En 1636, un orfèvre dénommé Luc Paviltchikov résolut d’aller voler dans l’église du « Signe ». A la fin des vêpres, la veille du 27 novembre, il se cacha à l’intérieur. Pendant la nuit, il pénétra dans l’autel, rassembla quelques vases liturgiques, vida les troncs et s’approcha pour finir de l’icône miraculeuse afin de la dépouiller de ses ornements précieux.

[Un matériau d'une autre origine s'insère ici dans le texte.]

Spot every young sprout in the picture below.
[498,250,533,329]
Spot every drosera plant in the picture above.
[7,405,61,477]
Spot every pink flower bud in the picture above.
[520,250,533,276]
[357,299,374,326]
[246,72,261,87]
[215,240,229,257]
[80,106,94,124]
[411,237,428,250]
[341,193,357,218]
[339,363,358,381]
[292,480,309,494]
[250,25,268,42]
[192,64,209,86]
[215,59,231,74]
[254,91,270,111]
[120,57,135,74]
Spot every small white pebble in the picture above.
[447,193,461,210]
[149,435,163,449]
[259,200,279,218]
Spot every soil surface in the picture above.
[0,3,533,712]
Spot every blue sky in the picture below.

Mais dès qu’il toucha la riza (revêtement précieux de l’icône, habituellement en argent), il fut repoussé violemment et s’effondra, inconscient, sur le sol. Avant les matines, le sacristain entra dans l’église et fit sortir celui qu’il croyait ivre mort, sans remarquer qu’il portait sur lui les vases précieux de l’église. Ce n’est qu’au cours de la célébration des matines qu’on découvrit le larcin. Les objets précieux furent aussitôt retrouvés dans la maison de Luc. Le pauvre voleur avait perdu la raison pour un temps, et ce n’est que plus tard qu’il put raconter le miracle.

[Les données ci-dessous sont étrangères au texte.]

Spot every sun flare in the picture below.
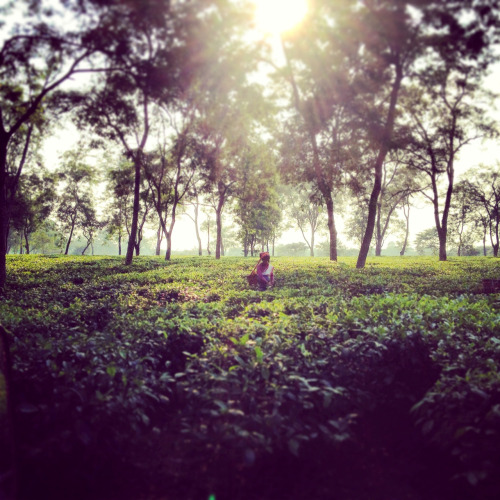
[253,0,307,34]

L’icône miraculeuse de la Mère de Dieu du « Signe » fut placée sur l’iconostase de l’église, à gauche des Portes Royales. Elle mesure environ cinquante-huit centimètres en hauteur , et quarante-huit en largeur. La trace de la flèche est restée visible sous l’œil gauche de la Mère de Dieu. Sur les bords de l’icône se trouvent des représentations de Saint Georges-le-Victorieux, du saint martyr Jacques-le-Persan, et des saints Pierre et Onouphrios de l’Athos. L’icône fut restaurée en 1565 par le métropolite Macaire, et on lui adjoignit un revêtement d’or et de pierres précieuses.

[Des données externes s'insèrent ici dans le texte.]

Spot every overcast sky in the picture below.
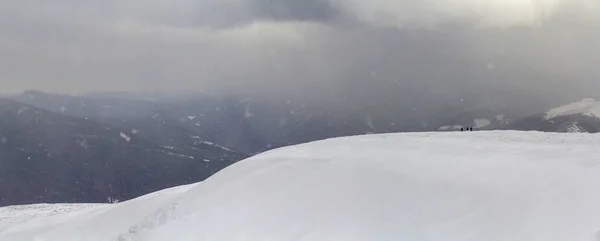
[0,0,600,107]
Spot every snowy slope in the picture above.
[545,99,600,120]
[0,131,600,241]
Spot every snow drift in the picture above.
[0,131,600,241]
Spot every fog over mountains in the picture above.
[0,0,600,205]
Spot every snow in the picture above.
[567,122,585,133]
[545,99,600,120]
[244,107,254,118]
[473,119,492,129]
[120,132,131,142]
[438,125,464,131]
[438,126,450,131]
[0,131,600,241]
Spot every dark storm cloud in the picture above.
[0,0,600,111]
[251,0,339,22]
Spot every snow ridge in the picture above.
[0,131,600,241]
[544,99,600,120]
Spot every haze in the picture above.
[0,0,600,109]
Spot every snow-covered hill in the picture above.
[0,131,600,241]
[509,99,600,133]
[545,99,600,120]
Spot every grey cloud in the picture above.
[0,0,600,112]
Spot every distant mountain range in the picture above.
[0,91,600,205]
[0,99,247,205]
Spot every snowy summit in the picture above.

L’icône du « Signe » représente la Mère de Dieu les bras levés en prière, avec l’Enfant-Dieu dans son sein. On trouvait cette représentation sur les sceaux de l’évêque de Novgorod. Ce type iconographique est très ancien : on trouve déjà la mère de Dieu avec l’Enfant Eternel sur les genoux dans la Rome du quatrième siècle, dans la catacombe de Sainte Agnès. En Grèce, cette représentation est habituellement associée à la Nativité du Sauveur. C’est seulement en Russie qu’elle reçut la dénomination du « Signe », en honneur de la grâce accordée à la Mère de Dieu. Sur certaines icônes du « Signe », il arrive qu’on représente les événements de 1170 en trois tableaux.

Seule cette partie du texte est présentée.